In the frame of this project an aerogeophysical survey in Lower Austria was performed two times. Simultaneously to the airborne surveys soil moisture was measured by Time Domain Reflectory (TDR) and ground probes were taken. In the laboratory the gravimetric soil moisture and the grain size distribution of the ground probes was determined. For both survey times the vegetation cover was recorded cadastral and an accurate soil mapping was done.
For calculating the soil moisture from the airborne measurements an artificial neural network (ANN) was used.
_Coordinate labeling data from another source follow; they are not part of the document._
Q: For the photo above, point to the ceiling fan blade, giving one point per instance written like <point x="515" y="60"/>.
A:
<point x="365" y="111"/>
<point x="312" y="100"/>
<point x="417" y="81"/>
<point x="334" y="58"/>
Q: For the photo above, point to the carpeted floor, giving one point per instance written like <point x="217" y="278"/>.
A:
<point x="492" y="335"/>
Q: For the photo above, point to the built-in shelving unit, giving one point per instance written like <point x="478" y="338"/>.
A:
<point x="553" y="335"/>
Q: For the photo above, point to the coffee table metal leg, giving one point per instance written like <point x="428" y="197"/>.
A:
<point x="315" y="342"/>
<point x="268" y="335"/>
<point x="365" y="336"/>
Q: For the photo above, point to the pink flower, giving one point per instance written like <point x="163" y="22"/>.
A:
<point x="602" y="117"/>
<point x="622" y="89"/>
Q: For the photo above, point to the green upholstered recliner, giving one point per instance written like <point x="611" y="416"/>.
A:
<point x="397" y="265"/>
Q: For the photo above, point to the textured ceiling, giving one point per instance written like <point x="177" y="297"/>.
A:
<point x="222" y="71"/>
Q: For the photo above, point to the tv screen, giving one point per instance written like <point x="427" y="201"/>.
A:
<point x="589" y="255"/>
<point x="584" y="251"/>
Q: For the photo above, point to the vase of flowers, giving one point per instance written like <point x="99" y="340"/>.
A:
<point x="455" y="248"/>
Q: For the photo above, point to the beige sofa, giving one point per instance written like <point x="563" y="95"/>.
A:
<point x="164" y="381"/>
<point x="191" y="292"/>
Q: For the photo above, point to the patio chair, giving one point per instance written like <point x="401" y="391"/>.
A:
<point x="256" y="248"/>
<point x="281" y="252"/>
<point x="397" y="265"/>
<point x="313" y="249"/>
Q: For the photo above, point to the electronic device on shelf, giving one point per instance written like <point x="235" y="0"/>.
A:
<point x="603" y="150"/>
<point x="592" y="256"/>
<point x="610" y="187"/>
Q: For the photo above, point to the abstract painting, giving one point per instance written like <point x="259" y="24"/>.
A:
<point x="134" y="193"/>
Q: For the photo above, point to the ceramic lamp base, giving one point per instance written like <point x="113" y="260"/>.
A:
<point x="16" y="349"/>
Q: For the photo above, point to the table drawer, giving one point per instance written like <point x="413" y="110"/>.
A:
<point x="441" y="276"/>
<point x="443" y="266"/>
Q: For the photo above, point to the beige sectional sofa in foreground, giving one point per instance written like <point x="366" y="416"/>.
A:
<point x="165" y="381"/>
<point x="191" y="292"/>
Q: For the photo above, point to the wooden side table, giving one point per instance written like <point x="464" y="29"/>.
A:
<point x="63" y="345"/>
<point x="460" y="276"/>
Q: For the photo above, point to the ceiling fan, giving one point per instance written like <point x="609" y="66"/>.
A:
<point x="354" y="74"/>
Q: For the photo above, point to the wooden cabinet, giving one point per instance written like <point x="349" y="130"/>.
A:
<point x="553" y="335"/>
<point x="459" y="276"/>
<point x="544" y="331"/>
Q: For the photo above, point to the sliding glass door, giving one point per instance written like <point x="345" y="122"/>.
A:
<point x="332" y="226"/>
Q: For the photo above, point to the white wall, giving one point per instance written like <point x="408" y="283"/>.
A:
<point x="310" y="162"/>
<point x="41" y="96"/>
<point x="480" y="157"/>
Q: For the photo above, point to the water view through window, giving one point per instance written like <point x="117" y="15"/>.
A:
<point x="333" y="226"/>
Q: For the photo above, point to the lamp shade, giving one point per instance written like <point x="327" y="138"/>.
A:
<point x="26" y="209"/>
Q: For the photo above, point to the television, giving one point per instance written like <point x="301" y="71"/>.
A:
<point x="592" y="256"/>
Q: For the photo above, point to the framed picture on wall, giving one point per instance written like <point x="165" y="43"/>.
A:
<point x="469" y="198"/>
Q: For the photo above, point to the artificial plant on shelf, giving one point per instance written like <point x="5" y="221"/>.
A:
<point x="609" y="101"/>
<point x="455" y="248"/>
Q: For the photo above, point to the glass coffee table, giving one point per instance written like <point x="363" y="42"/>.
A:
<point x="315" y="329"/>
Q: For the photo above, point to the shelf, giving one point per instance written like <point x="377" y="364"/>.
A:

One part of the gravimetric soil moisture results from ground probes were used for training the ANN (supervised learning), the other part was used for testing the trained ANN.
Furthermore it was tried to use a vegetation classification parameter as an additional input-parameter. Therefore each ground probe was attributed by a vegetation class index. The results for the volumetric soil moisture showed that this extension of the ANN was not improving the outcome.
The results of this study show that
1) the correction of vegetation with this method produces a reliable, fast and exhaustive estimation of the volumetric soil moisture in a regional scale.
2) for the development of the algorithm many ground probes, taken at the same time the aerogeophysical survey is performed, are necessary.
3) the influence of the vegetation cover and roughness is much higher than the influence from other soil parameters (geology, soil type, grain size,…)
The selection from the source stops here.